The School of Computer Science presents...
Presenter: Reem Al-Saidi
Date: Monday, May 26, 2025
Time: 10:00 am
Location: 4th Floor (Workshop space) at 300 Ouellette Avenue (School of Computer Science Advanced Computing Hub)
This workshop focuses on the use of synthetic data generation techniques to enable responsible sharing of sensitive genomic and health data. With increasing worries about privacy risks and data misuse, synthetic data has surfaced as a promising approach to advance research while reducing the risks of individual reidentification. Nevertheless, doubts persist regarding the ability of synthetic data to genuinely safeguard privacy, particularly when produced from robust models trained on confidential genomic sequences. The workshop explores state-of-the-art techniques used to generate synthetic genomic and health datasets, including generative adversarial networks (GANs), variational autoencoders (VAEs), and differentially private mechanisms.

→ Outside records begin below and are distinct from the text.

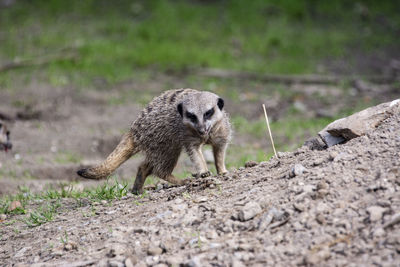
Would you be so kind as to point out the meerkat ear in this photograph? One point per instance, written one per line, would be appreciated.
(180, 109)
(220, 103)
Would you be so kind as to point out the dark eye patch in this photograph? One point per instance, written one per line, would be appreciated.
(208, 114)
(191, 117)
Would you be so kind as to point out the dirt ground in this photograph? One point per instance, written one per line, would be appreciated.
(343, 210)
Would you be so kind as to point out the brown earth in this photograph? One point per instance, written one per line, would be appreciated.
(338, 207)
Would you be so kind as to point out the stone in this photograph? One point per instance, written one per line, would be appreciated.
(154, 250)
(379, 232)
(315, 143)
(357, 124)
(315, 258)
(130, 262)
(297, 170)
(375, 213)
(208, 155)
(394, 220)
(237, 263)
(250, 164)
(115, 263)
(249, 211)
(14, 205)
(175, 260)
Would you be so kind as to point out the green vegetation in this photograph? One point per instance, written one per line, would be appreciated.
(52, 204)
(113, 40)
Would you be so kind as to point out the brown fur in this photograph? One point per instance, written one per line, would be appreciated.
(5, 143)
(161, 132)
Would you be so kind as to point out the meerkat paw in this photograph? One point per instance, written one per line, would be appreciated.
(89, 173)
(202, 175)
(137, 191)
(223, 173)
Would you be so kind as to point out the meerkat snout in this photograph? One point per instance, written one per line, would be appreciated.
(201, 117)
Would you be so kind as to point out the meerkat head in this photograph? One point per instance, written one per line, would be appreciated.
(201, 111)
(5, 142)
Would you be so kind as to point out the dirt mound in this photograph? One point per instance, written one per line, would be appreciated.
(336, 207)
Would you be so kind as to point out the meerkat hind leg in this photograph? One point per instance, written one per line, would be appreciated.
(173, 180)
(144, 170)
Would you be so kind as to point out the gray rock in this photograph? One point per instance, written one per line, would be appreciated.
(315, 143)
(130, 262)
(250, 164)
(208, 156)
(315, 258)
(357, 124)
(249, 211)
(297, 170)
(375, 213)
(114, 263)
(394, 220)
(154, 250)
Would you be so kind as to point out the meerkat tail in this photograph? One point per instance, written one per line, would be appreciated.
(124, 150)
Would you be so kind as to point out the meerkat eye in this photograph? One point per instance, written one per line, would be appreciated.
(208, 114)
(191, 117)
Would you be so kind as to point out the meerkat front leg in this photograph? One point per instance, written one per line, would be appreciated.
(173, 180)
(196, 156)
(219, 157)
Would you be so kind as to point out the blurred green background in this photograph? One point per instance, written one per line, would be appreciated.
(115, 38)
(130, 51)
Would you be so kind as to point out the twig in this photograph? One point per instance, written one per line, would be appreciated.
(269, 130)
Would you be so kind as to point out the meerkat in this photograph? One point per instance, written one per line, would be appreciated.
(176, 120)
(5, 143)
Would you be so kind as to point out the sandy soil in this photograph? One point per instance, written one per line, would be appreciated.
(343, 209)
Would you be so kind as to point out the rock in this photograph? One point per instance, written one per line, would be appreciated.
(130, 262)
(329, 139)
(394, 220)
(237, 263)
(22, 251)
(175, 260)
(357, 124)
(208, 156)
(298, 206)
(375, 213)
(115, 263)
(194, 262)
(315, 258)
(14, 205)
(211, 234)
(315, 143)
(333, 155)
(297, 170)
(250, 164)
(249, 211)
(71, 246)
(379, 232)
(154, 250)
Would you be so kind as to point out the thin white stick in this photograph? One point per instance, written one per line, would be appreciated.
(269, 130)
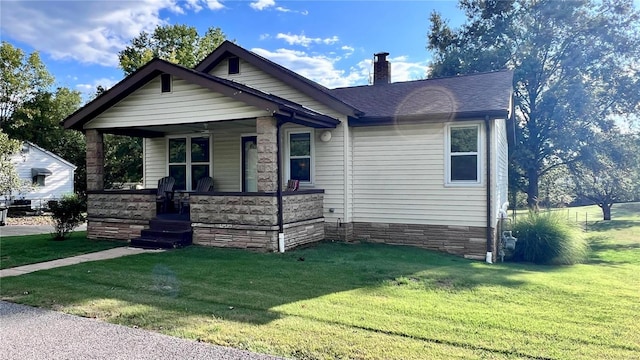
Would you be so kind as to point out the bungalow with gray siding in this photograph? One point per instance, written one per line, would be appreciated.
(420, 163)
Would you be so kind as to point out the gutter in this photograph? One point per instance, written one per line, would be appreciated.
(489, 256)
(279, 124)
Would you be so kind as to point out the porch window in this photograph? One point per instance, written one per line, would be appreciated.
(463, 154)
(189, 160)
(300, 156)
(234, 65)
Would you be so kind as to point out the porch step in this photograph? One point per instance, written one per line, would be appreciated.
(169, 225)
(165, 234)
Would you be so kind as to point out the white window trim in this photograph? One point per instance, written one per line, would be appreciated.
(480, 153)
(188, 162)
(170, 84)
(287, 158)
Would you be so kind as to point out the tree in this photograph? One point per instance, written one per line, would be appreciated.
(180, 44)
(21, 78)
(609, 171)
(575, 68)
(38, 120)
(10, 181)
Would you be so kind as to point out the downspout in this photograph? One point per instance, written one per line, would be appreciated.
(281, 245)
(489, 256)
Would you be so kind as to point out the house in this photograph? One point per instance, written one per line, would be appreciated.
(51, 176)
(420, 163)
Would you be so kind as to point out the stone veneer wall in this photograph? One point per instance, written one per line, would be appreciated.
(250, 220)
(467, 241)
(119, 214)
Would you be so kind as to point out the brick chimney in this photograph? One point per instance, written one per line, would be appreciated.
(381, 69)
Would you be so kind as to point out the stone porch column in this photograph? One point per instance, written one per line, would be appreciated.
(266, 128)
(95, 160)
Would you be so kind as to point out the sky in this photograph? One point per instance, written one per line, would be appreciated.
(330, 42)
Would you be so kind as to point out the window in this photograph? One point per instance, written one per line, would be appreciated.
(189, 160)
(234, 65)
(463, 154)
(165, 82)
(300, 160)
(38, 180)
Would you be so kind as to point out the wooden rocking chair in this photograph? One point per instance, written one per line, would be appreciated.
(164, 196)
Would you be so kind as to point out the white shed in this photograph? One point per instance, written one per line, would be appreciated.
(51, 175)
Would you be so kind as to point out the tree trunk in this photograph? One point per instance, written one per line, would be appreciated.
(606, 210)
(532, 190)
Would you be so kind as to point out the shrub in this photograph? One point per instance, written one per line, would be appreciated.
(67, 214)
(548, 238)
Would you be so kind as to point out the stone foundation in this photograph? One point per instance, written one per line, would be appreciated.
(302, 233)
(236, 236)
(339, 231)
(467, 241)
(119, 214)
(250, 220)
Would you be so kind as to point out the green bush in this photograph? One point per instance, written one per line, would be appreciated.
(548, 238)
(67, 214)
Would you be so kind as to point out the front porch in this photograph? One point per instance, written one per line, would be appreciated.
(222, 219)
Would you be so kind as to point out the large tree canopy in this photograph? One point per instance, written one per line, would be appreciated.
(9, 179)
(609, 171)
(180, 44)
(575, 67)
(21, 78)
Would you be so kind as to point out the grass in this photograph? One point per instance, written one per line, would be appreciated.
(365, 301)
(22, 250)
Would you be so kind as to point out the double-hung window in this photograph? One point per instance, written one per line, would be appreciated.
(189, 160)
(463, 154)
(300, 156)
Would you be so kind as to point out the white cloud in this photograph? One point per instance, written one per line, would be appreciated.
(90, 32)
(214, 5)
(305, 41)
(404, 70)
(321, 69)
(349, 50)
(89, 90)
(262, 4)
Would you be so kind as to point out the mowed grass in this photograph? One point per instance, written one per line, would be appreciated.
(365, 301)
(22, 250)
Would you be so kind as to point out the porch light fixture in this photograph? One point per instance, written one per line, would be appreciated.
(325, 136)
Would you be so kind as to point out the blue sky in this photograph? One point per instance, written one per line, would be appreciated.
(331, 42)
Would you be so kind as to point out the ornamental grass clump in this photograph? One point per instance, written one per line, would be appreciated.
(548, 238)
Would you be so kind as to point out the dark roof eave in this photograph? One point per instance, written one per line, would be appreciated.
(427, 118)
(310, 120)
(150, 70)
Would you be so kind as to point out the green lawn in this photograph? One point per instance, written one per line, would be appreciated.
(366, 301)
(22, 250)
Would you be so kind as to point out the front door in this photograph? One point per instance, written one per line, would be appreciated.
(249, 164)
(189, 160)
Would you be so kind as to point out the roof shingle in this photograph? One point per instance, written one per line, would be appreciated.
(453, 96)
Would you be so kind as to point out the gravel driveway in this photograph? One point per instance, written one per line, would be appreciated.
(32, 333)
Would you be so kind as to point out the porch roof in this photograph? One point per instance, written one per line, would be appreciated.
(280, 108)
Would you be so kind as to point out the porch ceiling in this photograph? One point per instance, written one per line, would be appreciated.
(244, 125)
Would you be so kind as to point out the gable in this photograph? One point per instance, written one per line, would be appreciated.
(252, 76)
(185, 103)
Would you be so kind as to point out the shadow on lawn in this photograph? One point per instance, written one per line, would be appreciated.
(242, 286)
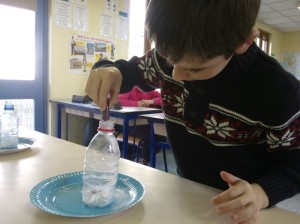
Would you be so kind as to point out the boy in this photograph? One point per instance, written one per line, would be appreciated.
(230, 109)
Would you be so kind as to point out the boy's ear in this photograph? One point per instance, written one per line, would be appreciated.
(244, 47)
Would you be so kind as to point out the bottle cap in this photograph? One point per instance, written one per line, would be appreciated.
(106, 126)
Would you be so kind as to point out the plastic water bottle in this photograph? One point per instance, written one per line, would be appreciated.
(100, 172)
(9, 128)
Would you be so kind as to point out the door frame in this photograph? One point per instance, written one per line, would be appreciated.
(34, 89)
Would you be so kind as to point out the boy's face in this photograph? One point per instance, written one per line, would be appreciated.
(194, 68)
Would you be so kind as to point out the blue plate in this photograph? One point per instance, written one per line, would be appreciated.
(61, 195)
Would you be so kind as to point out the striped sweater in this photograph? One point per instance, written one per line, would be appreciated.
(245, 120)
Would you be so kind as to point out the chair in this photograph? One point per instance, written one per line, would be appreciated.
(136, 142)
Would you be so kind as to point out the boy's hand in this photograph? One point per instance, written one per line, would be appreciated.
(103, 83)
(242, 201)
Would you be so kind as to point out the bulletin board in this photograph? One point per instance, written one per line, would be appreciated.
(92, 35)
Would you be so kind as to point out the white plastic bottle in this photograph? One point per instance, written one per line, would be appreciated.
(9, 128)
(100, 172)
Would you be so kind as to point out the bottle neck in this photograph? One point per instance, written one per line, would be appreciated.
(106, 131)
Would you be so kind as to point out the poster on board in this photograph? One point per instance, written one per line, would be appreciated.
(86, 50)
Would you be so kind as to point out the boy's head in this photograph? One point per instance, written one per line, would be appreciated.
(203, 28)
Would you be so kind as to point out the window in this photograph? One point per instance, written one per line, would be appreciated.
(263, 41)
(17, 43)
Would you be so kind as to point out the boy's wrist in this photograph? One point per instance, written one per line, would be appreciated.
(261, 195)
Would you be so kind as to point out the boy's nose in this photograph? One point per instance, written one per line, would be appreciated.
(179, 74)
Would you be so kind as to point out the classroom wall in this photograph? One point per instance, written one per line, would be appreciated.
(291, 42)
(276, 39)
(63, 84)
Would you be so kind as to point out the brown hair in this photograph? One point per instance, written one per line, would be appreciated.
(206, 28)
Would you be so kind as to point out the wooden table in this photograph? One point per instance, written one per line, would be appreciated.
(168, 198)
(123, 116)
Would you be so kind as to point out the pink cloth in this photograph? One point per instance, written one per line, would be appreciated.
(131, 98)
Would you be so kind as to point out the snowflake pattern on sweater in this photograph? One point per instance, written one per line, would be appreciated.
(221, 127)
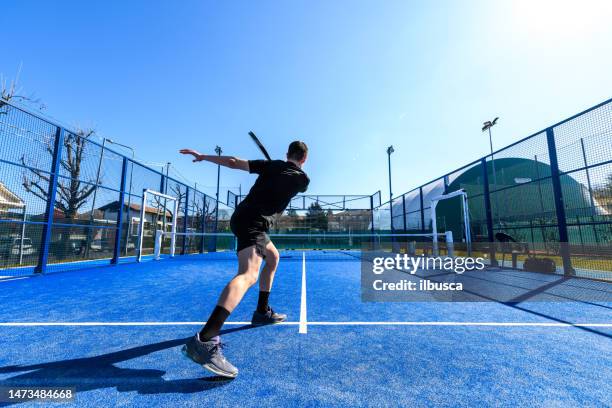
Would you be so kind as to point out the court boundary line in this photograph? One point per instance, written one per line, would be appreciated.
(313, 323)
(303, 328)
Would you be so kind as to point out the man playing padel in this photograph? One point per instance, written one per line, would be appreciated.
(277, 183)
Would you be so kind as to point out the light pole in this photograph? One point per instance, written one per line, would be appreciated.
(129, 214)
(389, 151)
(218, 151)
(487, 126)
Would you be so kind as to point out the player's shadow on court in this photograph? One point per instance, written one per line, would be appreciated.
(91, 373)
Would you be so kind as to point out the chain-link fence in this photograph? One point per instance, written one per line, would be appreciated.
(551, 191)
(67, 201)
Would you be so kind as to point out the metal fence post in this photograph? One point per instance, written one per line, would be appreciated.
(203, 241)
(43, 255)
(185, 221)
(422, 209)
(119, 230)
(488, 213)
(559, 204)
(372, 213)
(404, 209)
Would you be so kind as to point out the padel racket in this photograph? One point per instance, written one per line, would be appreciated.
(258, 143)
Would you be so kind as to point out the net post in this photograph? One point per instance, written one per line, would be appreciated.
(141, 224)
(434, 227)
(185, 220)
(568, 270)
(173, 236)
(450, 247)
(119, 230)
(158, 244)
(50, 204)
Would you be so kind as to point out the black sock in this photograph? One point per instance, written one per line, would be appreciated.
(262, 302)
(214, 323)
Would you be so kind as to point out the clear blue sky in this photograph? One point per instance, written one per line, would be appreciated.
(347, 77)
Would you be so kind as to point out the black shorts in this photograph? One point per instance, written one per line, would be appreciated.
(250, 231)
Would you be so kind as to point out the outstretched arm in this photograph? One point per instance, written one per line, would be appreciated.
(227, 161)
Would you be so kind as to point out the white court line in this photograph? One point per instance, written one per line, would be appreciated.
(311, 323)
(303, 321)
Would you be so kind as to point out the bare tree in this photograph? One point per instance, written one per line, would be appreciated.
(12, 91)
(72, 193)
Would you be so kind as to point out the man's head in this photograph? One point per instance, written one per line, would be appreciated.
(297, 152)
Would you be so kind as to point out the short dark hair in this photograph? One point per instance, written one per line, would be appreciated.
(297, 150)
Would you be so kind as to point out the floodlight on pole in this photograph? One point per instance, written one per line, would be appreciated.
(486, 126)
(390, 150)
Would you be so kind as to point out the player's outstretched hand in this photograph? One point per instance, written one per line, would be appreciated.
(197, 155)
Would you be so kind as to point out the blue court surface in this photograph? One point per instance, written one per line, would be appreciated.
(115, 335)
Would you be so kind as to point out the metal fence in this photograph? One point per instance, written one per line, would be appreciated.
(551, 190)
(333, 214)
(67, 201)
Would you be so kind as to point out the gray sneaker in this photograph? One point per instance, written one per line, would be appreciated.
(270, 317)
(209, 355)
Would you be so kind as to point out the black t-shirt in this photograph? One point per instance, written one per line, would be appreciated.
(278, 182)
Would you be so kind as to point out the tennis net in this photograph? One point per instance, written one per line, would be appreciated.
(326, 246)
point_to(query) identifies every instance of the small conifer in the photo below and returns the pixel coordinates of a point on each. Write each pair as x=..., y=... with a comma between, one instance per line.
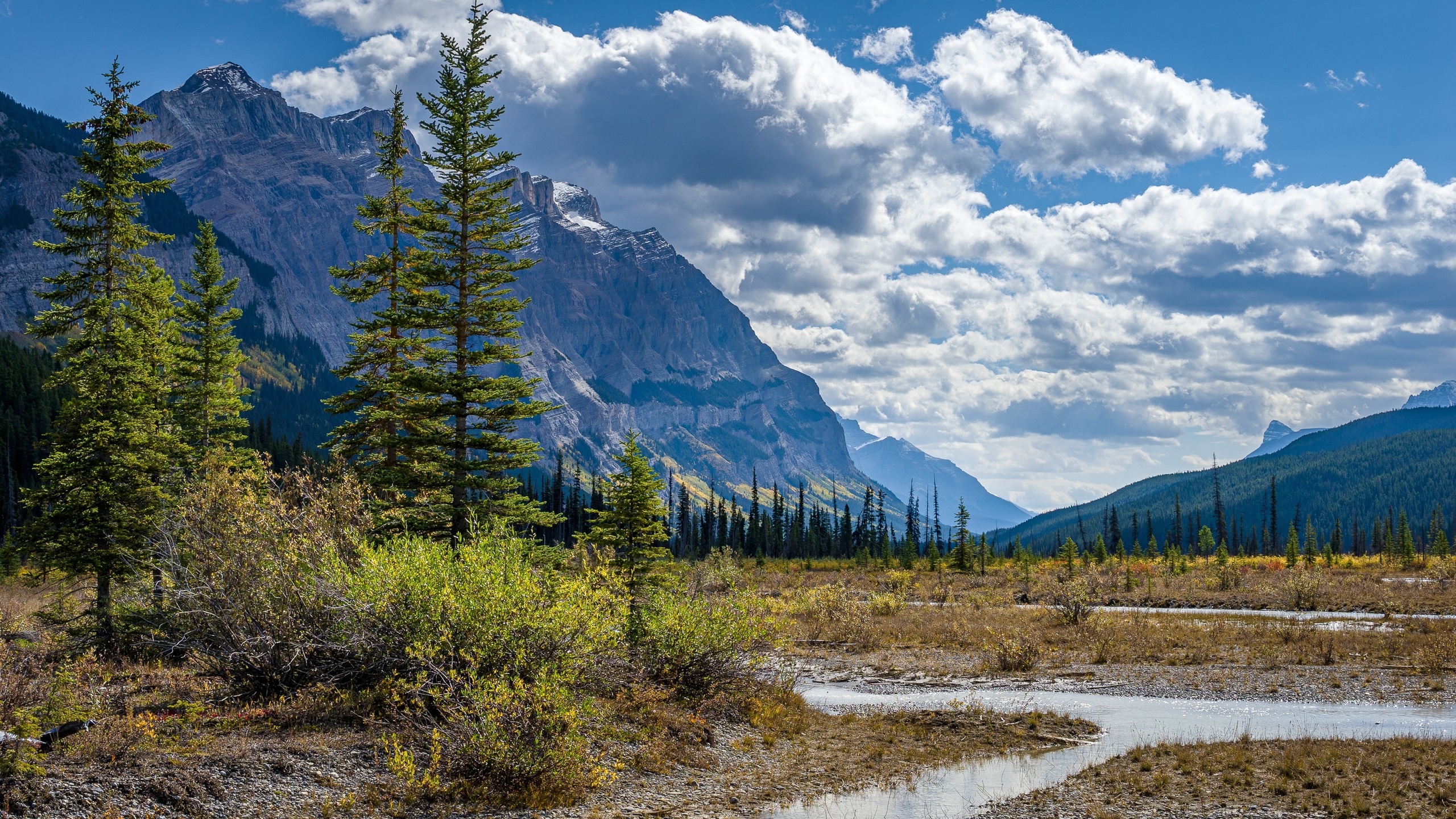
x=209, y=397
x=631, y=528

It also examines the limitations of these methods, particularly concerning rare variant leakage, memorization risks, and utility degradation in downstream analysis such as clustering and classification. Participants will gain practical insight into the privacy–utility trade-off, learn how to assess both privacy leakage and data utility, and understand the legal and ethical frameworks necessary for working with synthetic genomic data.
Part 1: Introduction to Synthetic Genomics and Health Data
- Rationale for using synthetic data in genomics and health research
- Regulatory pressures and trust considerations
Part 2: Generation Techniques
- Generative models: GANs, VAEs, transformers
- Differential privacy integration in synthetic generation
- Applications to genetic datasets and patient health records
Part 3: Limitations and Privacy Risks
- Memorization and reconstruction attacks
- Membership inference in synthetic datasets
- Representation challenges in diverse genomes
Part 4: Measuring Utility and Privacy
- Utility metrics: predictive accuracy, clustering validity, biological relevance
- Privacy metrics: distance-based tests, DP bounds, adversarial risk evaluations
- Case studies with benchmark datasets
Part 5: Future Outlook
- Emerging defenses and privacy audits
- Use of synthetic data in regulated environments
- Open problems and research directions
- Foundational understanding of genomic data structures and privacy concerns in health data
- Basic familiarity with generative AI models.
- Interest or experience in analyzing genomic or electronic health record (EHR) data
- Awareness of ethical and legal responsibilities in handling sensitive patient-level data
Reem is a Ph.D. student at the University of Windsor in the School of Computer Science. She focuses on applying different privacy and security techniques in AI tools, providing trust and reputation in various AI applications, and assessing bias and fairness in NLP models.